Keratinolytic protease productivity by Ker17 strain

As a result of degradation of different keratin wastes by Ker17 strain, secreted protease has shown activity from 215.6 ±1 to 343.1 ±0.1 U/ml. When nail used as keratin inducer maximum protease activity was recorded as 343.1 ±0.1 U/ml where soluble protein was found at 37.7 ±2.0 mg/ml. However, rest all keratins also produced protease as well as soluble protein as summarized in table 1.

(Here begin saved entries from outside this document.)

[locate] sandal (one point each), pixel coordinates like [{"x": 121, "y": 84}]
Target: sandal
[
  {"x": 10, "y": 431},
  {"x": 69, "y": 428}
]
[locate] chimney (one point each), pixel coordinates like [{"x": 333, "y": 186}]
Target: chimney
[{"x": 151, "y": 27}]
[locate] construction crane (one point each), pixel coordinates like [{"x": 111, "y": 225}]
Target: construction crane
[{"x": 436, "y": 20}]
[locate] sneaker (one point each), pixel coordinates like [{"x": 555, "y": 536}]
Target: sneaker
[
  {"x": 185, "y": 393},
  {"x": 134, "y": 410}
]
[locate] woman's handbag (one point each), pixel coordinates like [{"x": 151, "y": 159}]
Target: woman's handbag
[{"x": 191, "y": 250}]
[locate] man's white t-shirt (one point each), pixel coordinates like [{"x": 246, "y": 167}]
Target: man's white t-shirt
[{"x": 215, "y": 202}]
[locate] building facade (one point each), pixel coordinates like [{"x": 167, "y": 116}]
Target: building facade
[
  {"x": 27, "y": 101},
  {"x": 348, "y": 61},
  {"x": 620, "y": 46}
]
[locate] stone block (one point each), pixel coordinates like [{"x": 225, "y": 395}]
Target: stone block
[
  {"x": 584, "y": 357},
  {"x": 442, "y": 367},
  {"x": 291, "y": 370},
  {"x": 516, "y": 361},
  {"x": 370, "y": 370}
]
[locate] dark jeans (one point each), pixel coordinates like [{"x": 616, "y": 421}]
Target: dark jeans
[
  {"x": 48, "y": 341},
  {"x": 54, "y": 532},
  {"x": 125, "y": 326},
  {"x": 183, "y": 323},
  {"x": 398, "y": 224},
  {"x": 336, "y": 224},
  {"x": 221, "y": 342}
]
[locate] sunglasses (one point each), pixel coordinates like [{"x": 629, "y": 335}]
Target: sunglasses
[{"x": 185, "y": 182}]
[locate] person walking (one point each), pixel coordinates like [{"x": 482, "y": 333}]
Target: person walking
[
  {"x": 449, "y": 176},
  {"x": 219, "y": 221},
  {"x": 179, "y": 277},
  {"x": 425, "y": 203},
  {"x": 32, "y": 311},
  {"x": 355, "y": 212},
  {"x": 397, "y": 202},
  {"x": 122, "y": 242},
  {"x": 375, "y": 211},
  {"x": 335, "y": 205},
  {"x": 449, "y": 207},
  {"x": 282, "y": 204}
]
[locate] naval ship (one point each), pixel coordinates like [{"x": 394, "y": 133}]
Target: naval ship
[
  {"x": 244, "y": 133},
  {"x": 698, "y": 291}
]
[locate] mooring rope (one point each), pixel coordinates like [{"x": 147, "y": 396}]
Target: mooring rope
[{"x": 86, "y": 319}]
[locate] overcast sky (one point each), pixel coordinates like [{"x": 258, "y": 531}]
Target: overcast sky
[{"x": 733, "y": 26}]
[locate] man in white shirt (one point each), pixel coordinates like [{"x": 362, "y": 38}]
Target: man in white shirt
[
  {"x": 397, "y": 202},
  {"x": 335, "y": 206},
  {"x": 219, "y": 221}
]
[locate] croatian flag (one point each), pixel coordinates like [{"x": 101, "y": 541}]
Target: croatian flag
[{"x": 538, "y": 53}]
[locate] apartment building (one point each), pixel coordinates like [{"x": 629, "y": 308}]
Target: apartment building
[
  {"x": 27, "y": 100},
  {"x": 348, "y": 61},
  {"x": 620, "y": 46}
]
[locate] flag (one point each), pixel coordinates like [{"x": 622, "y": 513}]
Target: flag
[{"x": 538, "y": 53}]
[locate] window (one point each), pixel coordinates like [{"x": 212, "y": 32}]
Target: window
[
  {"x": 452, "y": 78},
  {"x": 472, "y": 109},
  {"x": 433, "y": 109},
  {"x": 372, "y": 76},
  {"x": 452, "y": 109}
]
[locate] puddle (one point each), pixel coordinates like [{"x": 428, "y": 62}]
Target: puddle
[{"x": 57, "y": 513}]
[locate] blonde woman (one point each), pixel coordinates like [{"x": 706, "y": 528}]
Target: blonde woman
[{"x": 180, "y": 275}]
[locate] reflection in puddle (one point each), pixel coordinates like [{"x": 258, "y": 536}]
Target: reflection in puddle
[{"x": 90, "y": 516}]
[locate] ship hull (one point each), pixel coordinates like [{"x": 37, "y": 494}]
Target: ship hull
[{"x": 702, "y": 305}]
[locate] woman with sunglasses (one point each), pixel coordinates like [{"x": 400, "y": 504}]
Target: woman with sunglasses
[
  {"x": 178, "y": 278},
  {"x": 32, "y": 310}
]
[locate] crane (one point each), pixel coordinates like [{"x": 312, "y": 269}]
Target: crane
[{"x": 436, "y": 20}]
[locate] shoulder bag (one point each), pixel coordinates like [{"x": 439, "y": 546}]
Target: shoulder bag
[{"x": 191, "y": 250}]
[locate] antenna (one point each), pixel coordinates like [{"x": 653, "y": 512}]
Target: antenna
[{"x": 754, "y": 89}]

Endo spore forming Bacillus species are known producers of keratinase enzyme along with other hydrolytic enzymes which degrades various forms of keratin such as hair, feathers, hoof, wool and nails etc [9.10]. Few gram negative bacteria reported Chryseobacterium [11], Stenotrophomonas [12]. Keratinases are largely produced in a basal medium with a keratinous substrate using keratin as the sole source of carbon and nitrogen [1] as it is obtained in the present study all the keratinaceous wastes induced extra cellular keratinoloytic protease production. Alkaline pH from 6 to 9 supports keratinase production and feather degradation in most microorganisms. Alkaline pH possibly favours keratin degradation and higher pH modifies cystine residues to lathionine [13], thereby accessible for keratinase action. Similarly, increase in alkalinity usually accompanies keratinolysis [1] which is attributed to deamination reactions leading to the release of ammonium [14]. Most keratinases possess proteolytic activity; however, none of them possess the disulfide-reducing potential. Therefore, reduction in disulfide bonds is accomplished by disulfide reeducates sulfite elaboration or redox potential of cells [15]. Many authors have reported keratinolytic activities for some Bacilli as 51.7-67.9 U/ml [6]; 39.1 U/ml [16]. Most authors have reported complete or partial degradation of different keratin by diverse microbes in the range of 4 -16 days [1]. In the present study, all the four keratin substrates induced keratinase enzyme production and their structural complexity extended their degradation time by Bacillus species Ker17 strain. This strain may be employed for effective keratin litter management and can be a valuable tool in biotech industry for value added products generation through its promising keratinolytic property.